Le Matin : Le thème de cette 54e édition du Festival national des arts populaires (FNAP), «Patrimoines immatériels en mouvement», évoque à la fois l’héritage et l’évolution. Quelle vision portez-vous à travers cette thématique, et que souhaitez-vous transmettre au public ?
Mohamed Knidiri : Le thème «Patrimoines immatériels en mouvement» traduit une conviction profonde : nos traditions ne sont pas figées, elles vivent, se transforment et dialoguent avec leur époque. À travers cette édition, nous affirmons que les arts populaires ne sont pas de simples vestiges à contempler, mais des expressions en constante évolution, nourries par la créativité des porteurs de culture. Ce que nous souhaitons transmettre au public, c’est cette dynamique : un patrimoine qui respire, inspire et s’invente au présent, tout en restant fidèle à son essence.
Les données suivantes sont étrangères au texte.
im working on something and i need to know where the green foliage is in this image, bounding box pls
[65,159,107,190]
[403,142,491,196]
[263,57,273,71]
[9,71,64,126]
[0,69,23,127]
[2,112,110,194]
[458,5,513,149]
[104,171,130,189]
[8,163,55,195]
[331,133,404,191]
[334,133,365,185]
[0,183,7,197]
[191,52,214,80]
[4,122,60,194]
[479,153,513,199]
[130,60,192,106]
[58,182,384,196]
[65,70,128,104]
Vous qualifiez le FNAP de «lieu sacré de mémoire vivante». En quoi cette édition vient-elle renouveler ou renforcer cette mission de transmission culturelle ?
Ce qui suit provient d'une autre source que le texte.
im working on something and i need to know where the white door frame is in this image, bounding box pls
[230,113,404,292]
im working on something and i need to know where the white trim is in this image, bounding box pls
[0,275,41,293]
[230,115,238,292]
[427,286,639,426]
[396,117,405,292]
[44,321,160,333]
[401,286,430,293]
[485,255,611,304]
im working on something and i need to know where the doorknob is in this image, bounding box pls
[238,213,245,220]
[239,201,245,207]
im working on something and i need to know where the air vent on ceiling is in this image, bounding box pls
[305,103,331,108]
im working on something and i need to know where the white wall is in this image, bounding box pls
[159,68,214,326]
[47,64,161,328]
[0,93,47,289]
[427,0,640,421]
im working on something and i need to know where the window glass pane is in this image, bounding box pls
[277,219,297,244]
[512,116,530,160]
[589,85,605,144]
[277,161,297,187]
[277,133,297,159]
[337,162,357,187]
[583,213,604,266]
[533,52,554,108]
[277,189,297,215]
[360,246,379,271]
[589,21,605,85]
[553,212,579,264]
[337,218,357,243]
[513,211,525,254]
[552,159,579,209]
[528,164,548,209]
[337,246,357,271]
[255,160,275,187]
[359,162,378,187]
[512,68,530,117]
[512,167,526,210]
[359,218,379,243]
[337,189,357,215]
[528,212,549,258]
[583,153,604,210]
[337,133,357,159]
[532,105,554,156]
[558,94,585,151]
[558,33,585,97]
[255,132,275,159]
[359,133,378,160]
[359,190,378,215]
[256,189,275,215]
Le FNAP est, en effet, un lieu sacré de mémoire vivante, non pas au sens d’un sanctuaire figé, mais comme un espace vibrant où l’âme des traditions continue de résonner. Cette 54e édition vient renforcer cette vocation en insufflant une dimension nouvelle à la transmission : elle allie rigueur patrimoniale et audace scénographique. L’innovation y est présente pour en révéler les contours à travers des formats renouvelés, des scènes ouvertes, une mise en lumière contemporaine des rites, des gestes et des voix. En réunissant des maîtres d’art et des jeunes porteurs de savoir-faire, nous prolongeons le fil d’une mémoire en perpétuelle activation, capable de traverser le temps sans se diluer.
Cette édition coïncide avec les 40 ans de l’Association Le Grand Atlas. Quel bilan tirez-vous de ce parcours, et quels sont vos projets pour les prochaines années ?
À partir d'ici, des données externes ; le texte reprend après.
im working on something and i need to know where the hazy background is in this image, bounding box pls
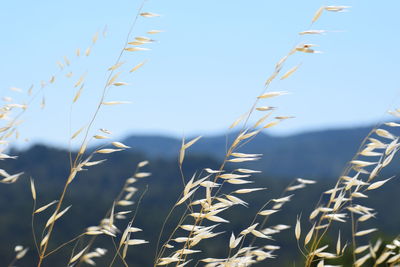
[1,0,400,147]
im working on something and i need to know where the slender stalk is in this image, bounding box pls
[7,257,17,267]
[37,173,71,267]
[36,1,150,265]
[44,234,85,258]
[109,186,148,267]
[31,198,39,255]
[350,199,357,263]
[108,238,128,267]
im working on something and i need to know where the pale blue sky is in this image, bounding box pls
[1,1,400,147]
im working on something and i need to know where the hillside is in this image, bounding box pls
[1,142,400,266]
[123,124,386,178]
Quarante années d’engagement au service de la culture, c’est avant tout un parcours façonné par la fidélité aux valeurs fondatrices : transmission, enracinement et rayonnement. L’Association Le Grand Atlas a su, au fil du temps, inscrire son action dans une vision durable, en accompagnant les grandes mutations sans jamais perdre de vue l’essentiel : faire vivre l’âme marocaine à travers ses expressions les plus authentiques.
Pour les prochaines années, notre cap est clair : renforcer la préservation du patrimoine, soutenir les formes vivantes de la culture populaire et encourager l’émergence d’une véritable relève. Il s’agit d’ancrer les jeunes générations dans l’héritage commun tout en stimulant leur créativité, afin que l’esprit de continuité culturelle ne soit jamais une charge, mais un élan.
Le FNAP se déploie sur plusieurs espaces de la ville. Comment avez-vous conçu cette répartition pour rapprocher les spectacles des habitants et créer une dynamique urbaine autour du Festival ?
La répartition des spectacles sur plusieurs espaces de la ville répond à une volonté claire : faire du FNAP un événement profondément ancré dans le tissu urbain. En investissant des lieux ouverts et accessibles, nous cherchons à rapprocher les arts populaires des habitants, à faire entrer la culture dans le quotidien, sans barrières ni distances symboliques. Chaque espace devient ainsi un point de rencontre, un carrefour d’émotions, avec une programmation pensée dans un esprit de diversité : il n’y a pas de répétitions, mais chaque soir une nouvelle proposition artistique, portée par des troupes différentes. Ce choix permet de créer une véritable cartographie festive de la ville, où les traditions s’expriment librement, à ciel ouvert. Marrakech tout entière devient un écrin vivant de mémoire et de mouvement.
La Chine est l’invitée d’honneur de cette édition, et des troupes du Sénégal et de Côte d’Ivoire seront, également, présentes. Quels échanges artistiques ou enrichissements mutuels attendez-vous de cette rencontre entre traditions marocaines, africaines et asiatiques ?
Accueillir la Chine comme invitée d’honneur, aux côtés du Sénégal et de la Côte d’Ivoire, souligne l’ouverture d’un espace d’échange entre des patrimoines ancrés, aux langages différents, mais aux aspirations communes. Ce dialogue entre traditions marocaines, africaines et asiatiques n’a pas pour but de juxtaposer des formes, mais de permettre une véritable résonance culturelle.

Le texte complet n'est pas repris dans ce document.